There was a sharp increase reported last year, among which were athletes with no previous history of arm injury – Houston Astros pitcher Justin Verlander among the notables.
And one the consequences of Tommy John reconstruction is the claim by some now that those athletes are actually throwing better, and harder, than they did before the procedure. Again, we asked Heckler – could the virus have affected joints and tissues of athletes like Verlander? Or does time just catch up with pitchers after thirteen seasons?
“I think time catches up with everybody,” smiled Heckler. “Anything beyond that, referring to viruses, I believe to be anecdotal. We’ve all seen enough blown out elbows to know that sometimes it’s just an acute, traumatic event. And regardless of how well you train sometimes simple wear and tear leads to attrition (injury). The reality is we’re not all created equal in the sense that people like Tom Brady can play into his 40s. These’s not many like him. Others are done far sooner.”
And to those young pitchers, willing to have Tommy John done prior to injury in hopes of gaining an advantage, Heckler is adamantly opposed.
“It’s not an uncommon thing that we hear that the surgically repaired joint is stronger than it was before, and stronger than the other arm, or shoulder. We hear it after all types of surgeries.
“But I don’t believe that a reconstruction is stronger than the tissue that God gave you. What I do believe is that because athletes go through a year-long rehab and strengthening process they come back stronger than before they were injured. If they’re dedicated, and committed, they can come back stronger than before. But it’s the rare athlete that puts in that kind of time and commitment, especially at the high school level. You have to be laser-focused for nine or ten months to go through the sweat and pain, and that kind of commitment is rare.
“Now there are tests that show that surgery can create a stronger tensile strength ligament. But I believe that the vast majority of that phenomenon is related to the athlete’s dedication to training, focus, and preparation.”
You find numerous athletes who have been repaired by the OASWO group, and Matt Heckler, who swear by their expertise and bedside manner to repair, encourage, and give them back their competitive opportunity.
Expansion of orthopedic medicine has been impressive, and dramatic, along with his Orthopedic Associates of Southwestern Ohio group.

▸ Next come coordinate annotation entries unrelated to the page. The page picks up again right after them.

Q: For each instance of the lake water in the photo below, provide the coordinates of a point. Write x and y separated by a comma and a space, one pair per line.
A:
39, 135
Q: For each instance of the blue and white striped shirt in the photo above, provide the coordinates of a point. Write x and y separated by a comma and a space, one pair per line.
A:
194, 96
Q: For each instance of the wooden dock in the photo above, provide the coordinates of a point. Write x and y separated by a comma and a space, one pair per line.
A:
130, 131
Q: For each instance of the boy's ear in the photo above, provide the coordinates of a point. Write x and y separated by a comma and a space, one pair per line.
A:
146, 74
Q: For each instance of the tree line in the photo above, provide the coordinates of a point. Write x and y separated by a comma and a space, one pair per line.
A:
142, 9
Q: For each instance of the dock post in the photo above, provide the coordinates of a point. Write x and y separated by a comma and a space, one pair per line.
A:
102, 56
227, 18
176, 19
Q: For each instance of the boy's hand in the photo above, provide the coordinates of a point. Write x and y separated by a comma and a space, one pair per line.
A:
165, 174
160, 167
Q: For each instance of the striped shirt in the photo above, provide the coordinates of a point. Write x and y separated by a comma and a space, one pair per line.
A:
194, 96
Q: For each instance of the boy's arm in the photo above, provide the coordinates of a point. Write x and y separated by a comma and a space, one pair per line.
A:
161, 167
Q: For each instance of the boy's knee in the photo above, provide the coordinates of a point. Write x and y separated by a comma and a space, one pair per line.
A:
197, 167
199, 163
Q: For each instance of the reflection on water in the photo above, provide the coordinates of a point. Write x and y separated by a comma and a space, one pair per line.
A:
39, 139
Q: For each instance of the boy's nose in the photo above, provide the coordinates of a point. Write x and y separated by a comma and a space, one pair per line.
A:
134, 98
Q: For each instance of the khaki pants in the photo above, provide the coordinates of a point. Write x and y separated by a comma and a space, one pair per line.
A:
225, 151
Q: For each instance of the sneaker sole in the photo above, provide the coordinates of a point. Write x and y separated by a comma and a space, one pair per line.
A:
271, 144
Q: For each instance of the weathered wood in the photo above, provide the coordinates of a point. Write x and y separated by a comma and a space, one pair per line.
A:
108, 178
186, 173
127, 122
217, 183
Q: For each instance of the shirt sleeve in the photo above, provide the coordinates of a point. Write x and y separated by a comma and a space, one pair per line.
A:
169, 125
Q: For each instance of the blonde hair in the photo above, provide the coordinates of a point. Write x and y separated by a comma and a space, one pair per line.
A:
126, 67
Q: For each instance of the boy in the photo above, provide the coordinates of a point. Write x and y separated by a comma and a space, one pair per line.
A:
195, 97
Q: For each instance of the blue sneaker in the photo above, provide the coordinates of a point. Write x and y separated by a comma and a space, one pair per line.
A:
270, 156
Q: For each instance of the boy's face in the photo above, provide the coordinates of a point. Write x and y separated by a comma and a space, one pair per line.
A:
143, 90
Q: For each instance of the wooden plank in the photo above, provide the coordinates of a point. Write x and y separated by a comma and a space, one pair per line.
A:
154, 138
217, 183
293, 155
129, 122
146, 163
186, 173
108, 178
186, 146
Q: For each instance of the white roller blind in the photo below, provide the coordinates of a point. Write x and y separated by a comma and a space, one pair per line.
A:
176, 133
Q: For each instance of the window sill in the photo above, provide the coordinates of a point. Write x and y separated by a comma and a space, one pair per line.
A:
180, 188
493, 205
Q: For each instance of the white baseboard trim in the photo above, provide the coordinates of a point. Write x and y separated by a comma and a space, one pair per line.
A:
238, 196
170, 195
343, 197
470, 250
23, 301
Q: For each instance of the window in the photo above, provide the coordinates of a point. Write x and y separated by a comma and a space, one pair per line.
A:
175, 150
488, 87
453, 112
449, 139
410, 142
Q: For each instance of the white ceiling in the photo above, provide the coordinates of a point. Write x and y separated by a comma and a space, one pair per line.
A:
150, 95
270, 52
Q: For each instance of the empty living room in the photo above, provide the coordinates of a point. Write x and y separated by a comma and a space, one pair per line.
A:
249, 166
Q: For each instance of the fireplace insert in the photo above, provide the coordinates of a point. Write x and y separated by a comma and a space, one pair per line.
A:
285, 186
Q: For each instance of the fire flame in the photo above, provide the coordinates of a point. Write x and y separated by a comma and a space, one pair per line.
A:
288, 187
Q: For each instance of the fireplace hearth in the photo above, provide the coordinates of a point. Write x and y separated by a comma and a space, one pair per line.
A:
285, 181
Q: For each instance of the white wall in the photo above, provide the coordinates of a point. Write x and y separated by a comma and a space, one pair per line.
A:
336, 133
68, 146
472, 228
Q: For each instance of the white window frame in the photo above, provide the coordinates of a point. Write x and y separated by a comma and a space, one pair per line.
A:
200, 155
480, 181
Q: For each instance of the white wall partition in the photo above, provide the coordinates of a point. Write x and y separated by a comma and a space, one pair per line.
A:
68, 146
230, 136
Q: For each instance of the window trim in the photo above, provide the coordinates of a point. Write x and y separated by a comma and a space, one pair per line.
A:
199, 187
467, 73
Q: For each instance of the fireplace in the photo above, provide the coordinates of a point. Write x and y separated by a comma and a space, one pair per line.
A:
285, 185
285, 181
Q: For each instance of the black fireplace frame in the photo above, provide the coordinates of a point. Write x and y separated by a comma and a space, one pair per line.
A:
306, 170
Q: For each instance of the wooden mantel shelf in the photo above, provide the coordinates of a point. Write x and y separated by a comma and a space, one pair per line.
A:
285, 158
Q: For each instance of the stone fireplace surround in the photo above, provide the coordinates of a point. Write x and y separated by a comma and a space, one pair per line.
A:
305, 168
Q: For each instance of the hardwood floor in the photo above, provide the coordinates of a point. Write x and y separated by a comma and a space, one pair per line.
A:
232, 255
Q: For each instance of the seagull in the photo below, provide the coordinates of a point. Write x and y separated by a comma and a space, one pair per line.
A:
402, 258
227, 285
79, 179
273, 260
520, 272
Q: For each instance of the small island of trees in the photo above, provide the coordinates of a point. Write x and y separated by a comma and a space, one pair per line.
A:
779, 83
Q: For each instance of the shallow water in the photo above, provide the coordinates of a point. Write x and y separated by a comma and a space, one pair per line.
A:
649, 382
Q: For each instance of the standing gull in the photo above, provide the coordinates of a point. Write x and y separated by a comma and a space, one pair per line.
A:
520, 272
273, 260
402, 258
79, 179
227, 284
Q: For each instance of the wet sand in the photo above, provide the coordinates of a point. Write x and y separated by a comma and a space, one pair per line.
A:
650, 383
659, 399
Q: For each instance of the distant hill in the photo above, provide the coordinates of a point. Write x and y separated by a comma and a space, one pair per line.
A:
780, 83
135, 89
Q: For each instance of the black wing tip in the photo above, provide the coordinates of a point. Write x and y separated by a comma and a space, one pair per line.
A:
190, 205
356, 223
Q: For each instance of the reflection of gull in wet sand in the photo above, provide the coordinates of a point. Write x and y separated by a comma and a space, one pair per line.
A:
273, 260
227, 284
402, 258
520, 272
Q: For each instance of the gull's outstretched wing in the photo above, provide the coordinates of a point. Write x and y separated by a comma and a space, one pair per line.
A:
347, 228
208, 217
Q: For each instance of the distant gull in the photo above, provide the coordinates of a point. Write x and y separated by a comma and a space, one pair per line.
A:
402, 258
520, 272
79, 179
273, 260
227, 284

“I’m now training young surgeons, and I want them to be even better than me,” he says with no shortage of pride. “Every generation should be, because the service that Wilson Sports Medicine provides is important, and I’ve made Shelby County my focus. Like any relationship, it either grows or it doesn’t, and this one has obviously grown. You have to have people’s trust – parents – that we can treat and keep their kids healthy and competitive. Our reputation carries us.”
He’s the same Matt Heckler that we met in 2011, just evolved with the science and better situated now in the new orthopedic medicine facility across the street. All good things evolve, he likes to say.
And trust is at the top of his list.